Трейси посмотрела на Мэтта с удивлением, но ничего не сказала. Они в молчании повернули на ранчо. Все, что только что произошло, решила Трейси, можно записать в разряд забавных происшествий, стараясь забыть о своих больных ногах и отбитой в седле заднице. Трейси готова была кричать от отчаяния, сознавая, что он видел в ней только доступное тело, но ведь и о себе он сказал, что такое отношение к нему вызывает брезгливость. А она и не знала, что мужчины требуют к себе уважения даже рано утром. Интересно! Ну, ладно, теперь мистер согласен ладить с ней до тех пор, пока она выполняет задание редакции. Но не прочь заняться с ней любовью. Куда же это дальше заведет?
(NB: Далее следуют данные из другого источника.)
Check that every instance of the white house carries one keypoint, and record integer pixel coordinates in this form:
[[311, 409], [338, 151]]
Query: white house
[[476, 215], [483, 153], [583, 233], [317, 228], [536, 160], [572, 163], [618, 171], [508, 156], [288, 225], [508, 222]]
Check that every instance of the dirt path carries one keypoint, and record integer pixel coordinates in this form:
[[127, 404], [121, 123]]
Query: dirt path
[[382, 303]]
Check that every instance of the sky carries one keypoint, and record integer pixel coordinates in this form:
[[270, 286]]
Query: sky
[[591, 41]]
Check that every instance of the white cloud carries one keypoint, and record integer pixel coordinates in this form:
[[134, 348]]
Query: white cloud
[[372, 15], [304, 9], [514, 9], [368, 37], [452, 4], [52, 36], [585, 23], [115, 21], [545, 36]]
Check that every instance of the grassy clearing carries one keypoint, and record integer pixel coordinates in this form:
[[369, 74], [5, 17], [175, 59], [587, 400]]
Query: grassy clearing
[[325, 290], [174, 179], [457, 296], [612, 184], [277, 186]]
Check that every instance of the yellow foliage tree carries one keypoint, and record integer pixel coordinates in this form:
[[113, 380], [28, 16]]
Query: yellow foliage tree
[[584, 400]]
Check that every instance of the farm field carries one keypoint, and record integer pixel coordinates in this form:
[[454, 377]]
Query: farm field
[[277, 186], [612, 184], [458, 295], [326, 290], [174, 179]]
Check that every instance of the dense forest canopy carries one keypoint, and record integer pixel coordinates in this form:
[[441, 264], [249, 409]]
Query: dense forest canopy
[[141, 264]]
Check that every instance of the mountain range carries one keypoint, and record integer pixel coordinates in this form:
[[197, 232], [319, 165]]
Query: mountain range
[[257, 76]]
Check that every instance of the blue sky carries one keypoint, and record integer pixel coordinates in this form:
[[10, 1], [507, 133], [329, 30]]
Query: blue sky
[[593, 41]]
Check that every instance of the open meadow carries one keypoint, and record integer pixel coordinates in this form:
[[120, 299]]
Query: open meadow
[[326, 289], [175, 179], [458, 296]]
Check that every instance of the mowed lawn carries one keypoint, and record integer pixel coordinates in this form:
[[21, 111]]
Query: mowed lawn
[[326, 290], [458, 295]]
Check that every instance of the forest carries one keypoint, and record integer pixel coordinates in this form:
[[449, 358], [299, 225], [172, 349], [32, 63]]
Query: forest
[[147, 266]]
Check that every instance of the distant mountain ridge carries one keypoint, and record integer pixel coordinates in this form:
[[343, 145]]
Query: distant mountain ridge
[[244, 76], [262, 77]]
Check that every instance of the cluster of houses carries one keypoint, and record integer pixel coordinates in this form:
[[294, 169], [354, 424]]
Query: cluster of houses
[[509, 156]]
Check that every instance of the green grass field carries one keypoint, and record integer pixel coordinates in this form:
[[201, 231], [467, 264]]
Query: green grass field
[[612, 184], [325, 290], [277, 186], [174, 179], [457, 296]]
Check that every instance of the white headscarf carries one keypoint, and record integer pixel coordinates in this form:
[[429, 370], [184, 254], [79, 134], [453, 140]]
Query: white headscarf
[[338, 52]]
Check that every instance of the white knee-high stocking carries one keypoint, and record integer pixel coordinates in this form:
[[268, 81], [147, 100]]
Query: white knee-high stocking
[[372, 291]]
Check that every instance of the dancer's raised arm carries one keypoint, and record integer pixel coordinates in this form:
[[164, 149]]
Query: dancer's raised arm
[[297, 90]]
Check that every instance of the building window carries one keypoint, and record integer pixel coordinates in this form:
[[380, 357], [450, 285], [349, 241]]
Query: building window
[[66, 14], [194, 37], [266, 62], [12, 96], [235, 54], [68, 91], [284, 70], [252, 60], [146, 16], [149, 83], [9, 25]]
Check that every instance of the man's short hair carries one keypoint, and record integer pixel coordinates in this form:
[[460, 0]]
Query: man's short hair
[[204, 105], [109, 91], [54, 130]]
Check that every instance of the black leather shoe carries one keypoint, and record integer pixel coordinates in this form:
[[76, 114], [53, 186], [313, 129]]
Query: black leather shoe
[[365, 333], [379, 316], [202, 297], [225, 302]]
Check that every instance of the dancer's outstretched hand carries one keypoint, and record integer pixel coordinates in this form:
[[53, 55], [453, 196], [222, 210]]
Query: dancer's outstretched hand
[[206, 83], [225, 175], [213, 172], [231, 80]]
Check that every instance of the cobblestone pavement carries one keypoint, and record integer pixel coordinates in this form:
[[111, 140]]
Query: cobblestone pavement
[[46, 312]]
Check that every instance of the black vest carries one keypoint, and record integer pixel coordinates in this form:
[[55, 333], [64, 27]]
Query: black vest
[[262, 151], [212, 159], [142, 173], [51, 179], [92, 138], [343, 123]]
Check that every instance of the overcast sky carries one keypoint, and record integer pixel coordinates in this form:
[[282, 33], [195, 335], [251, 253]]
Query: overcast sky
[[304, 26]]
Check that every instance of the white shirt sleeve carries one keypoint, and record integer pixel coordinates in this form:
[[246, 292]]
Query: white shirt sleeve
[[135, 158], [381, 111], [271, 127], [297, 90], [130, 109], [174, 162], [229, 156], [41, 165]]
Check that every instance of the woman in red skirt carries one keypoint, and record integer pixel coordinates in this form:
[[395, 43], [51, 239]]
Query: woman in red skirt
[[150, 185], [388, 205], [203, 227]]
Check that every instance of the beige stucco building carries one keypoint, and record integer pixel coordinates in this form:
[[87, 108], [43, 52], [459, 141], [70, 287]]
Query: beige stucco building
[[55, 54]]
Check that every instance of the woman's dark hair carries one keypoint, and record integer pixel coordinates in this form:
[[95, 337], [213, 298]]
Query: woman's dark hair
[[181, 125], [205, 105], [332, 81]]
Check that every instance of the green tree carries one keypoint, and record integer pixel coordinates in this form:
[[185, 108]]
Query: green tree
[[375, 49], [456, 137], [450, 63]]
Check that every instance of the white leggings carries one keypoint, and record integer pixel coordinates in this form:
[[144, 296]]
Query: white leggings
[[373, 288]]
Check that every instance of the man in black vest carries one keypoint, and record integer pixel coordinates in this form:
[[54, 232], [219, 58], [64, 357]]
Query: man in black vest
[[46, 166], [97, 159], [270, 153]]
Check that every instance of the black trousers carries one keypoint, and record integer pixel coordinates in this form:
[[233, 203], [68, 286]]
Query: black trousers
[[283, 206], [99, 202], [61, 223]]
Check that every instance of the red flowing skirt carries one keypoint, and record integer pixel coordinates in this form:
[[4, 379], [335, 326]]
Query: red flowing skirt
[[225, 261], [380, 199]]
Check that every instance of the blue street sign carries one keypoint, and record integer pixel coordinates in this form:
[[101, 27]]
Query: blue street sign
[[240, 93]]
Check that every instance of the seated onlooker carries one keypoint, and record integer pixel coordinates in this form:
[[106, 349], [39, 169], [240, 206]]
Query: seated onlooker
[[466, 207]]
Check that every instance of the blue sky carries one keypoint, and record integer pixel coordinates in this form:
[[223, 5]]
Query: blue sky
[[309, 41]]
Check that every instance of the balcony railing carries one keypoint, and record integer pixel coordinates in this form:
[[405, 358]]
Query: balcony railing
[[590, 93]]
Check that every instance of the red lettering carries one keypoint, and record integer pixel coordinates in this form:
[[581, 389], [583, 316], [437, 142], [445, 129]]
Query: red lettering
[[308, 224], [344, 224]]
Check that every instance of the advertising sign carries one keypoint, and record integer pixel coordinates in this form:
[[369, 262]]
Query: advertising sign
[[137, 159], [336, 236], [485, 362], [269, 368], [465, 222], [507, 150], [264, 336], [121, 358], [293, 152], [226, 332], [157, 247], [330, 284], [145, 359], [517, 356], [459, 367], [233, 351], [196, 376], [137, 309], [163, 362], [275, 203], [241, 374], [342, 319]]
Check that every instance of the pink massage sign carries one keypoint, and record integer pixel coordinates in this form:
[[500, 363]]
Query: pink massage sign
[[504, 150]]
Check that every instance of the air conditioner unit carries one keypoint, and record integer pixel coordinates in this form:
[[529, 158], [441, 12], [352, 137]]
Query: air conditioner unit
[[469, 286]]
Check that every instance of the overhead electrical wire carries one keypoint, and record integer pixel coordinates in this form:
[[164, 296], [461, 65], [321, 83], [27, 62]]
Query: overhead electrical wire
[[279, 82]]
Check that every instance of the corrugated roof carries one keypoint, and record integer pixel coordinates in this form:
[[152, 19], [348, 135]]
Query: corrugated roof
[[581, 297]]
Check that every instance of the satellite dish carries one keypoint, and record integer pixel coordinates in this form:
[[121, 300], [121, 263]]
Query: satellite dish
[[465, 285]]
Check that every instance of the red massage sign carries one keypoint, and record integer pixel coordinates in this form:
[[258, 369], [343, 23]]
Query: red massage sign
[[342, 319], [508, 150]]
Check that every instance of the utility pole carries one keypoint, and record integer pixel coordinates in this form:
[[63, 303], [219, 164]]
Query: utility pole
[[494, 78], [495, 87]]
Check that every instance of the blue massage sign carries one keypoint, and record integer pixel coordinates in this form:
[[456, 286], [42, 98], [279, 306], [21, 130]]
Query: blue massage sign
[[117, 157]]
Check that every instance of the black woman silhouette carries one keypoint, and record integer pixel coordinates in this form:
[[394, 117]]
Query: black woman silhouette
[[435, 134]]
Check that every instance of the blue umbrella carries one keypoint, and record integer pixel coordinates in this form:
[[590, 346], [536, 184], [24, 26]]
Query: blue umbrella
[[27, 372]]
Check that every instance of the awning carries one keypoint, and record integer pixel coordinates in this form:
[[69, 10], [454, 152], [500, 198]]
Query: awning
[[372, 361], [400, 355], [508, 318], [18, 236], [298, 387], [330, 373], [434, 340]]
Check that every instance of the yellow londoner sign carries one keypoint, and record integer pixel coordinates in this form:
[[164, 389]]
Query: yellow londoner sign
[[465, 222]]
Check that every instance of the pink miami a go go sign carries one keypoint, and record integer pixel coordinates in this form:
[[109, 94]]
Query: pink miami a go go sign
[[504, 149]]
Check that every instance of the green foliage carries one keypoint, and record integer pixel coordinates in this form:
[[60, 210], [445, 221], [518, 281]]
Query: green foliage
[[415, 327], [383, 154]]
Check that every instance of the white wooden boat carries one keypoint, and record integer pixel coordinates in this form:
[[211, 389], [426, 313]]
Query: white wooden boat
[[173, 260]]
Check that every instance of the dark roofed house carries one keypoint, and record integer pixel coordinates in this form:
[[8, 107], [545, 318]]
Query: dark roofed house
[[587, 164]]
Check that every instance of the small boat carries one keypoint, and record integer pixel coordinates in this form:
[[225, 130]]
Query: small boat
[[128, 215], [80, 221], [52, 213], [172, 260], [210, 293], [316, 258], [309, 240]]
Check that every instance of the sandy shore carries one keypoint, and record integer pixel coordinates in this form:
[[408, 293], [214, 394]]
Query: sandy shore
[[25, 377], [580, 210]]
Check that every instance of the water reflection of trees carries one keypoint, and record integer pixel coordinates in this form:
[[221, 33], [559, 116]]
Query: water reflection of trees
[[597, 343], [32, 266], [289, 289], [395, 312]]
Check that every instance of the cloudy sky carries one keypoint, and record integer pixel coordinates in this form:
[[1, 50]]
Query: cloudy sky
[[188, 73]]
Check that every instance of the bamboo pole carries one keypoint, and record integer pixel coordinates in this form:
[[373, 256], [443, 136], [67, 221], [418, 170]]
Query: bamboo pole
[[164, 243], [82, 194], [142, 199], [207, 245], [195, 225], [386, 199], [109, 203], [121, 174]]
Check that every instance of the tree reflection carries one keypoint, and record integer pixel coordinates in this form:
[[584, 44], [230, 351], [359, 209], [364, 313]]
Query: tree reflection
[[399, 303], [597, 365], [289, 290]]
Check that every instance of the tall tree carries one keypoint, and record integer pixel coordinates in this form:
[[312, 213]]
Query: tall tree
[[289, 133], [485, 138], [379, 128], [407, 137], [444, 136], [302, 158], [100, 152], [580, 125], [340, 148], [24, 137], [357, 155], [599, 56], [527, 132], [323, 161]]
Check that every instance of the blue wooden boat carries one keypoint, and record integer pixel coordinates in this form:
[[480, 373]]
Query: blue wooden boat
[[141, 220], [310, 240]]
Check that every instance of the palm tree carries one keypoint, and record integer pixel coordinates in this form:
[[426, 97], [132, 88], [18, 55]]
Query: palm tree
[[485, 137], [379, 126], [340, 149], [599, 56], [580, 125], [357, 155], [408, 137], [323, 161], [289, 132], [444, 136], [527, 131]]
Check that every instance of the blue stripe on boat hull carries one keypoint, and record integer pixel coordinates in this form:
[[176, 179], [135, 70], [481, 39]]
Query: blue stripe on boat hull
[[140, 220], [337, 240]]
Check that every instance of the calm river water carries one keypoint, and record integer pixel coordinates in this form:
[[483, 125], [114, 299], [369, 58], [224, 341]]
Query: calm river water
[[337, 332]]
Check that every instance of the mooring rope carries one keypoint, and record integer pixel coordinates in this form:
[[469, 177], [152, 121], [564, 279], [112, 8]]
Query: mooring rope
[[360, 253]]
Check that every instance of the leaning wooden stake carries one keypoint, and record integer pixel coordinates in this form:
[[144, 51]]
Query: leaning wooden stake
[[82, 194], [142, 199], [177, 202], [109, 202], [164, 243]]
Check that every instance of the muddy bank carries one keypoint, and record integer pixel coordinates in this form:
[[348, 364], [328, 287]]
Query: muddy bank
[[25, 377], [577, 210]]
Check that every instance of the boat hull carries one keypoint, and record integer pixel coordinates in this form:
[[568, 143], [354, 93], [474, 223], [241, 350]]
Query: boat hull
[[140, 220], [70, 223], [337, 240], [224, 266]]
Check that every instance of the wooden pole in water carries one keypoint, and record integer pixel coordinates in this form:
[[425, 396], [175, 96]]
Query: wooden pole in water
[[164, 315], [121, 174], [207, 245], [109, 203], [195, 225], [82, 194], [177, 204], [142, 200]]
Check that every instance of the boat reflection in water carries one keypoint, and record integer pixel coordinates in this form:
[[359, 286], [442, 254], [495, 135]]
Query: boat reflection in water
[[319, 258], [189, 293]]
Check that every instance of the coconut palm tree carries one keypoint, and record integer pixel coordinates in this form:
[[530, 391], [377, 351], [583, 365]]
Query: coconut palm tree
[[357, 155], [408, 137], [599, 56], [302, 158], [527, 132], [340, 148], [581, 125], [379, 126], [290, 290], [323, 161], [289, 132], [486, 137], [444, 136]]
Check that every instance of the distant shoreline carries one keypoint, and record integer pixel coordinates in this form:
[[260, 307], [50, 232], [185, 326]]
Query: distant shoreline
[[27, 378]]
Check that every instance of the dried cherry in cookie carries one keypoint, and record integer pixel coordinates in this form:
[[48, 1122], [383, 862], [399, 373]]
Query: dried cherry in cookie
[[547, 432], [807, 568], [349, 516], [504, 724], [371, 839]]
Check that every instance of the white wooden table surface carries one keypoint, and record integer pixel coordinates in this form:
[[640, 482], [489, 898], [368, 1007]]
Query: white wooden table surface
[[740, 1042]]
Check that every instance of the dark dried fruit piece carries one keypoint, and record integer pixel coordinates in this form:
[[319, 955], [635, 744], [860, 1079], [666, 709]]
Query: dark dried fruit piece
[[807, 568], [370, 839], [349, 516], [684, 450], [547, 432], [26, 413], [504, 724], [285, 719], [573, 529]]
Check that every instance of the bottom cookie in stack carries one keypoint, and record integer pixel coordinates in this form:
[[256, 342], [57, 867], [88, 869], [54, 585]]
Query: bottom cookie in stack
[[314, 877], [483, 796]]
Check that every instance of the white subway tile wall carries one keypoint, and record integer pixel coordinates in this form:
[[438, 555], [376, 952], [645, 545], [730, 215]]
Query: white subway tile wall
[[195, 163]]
Они ехали молча, каждый был погружен в свои мысли. Трейси сосредоточила внимание на своем бедном теле, в котором каждая косточка молила о пощаде.
— Мэтт, — наконец спросила она, — ты уверен, что мы едем в нужном направлении? Вообще-то глупый вопрос. Ты же живешь здесь. Неужели мы так далеко заехали?
— Да.
— Мы уже подъезжаем?
— Нет.
— Ты видишь, что я уже начинаю обгорать?
— Да.
— Черт побери, Мэтт, ты опять собираешься говорить только да и нет?
— О?!
— О Боже, ну и стручок же ты.
— Стручок? — от изумления брови Мэтта поползли вверх. — Еще одно из твоих грязных словечек. И к какой части тела относится это слово?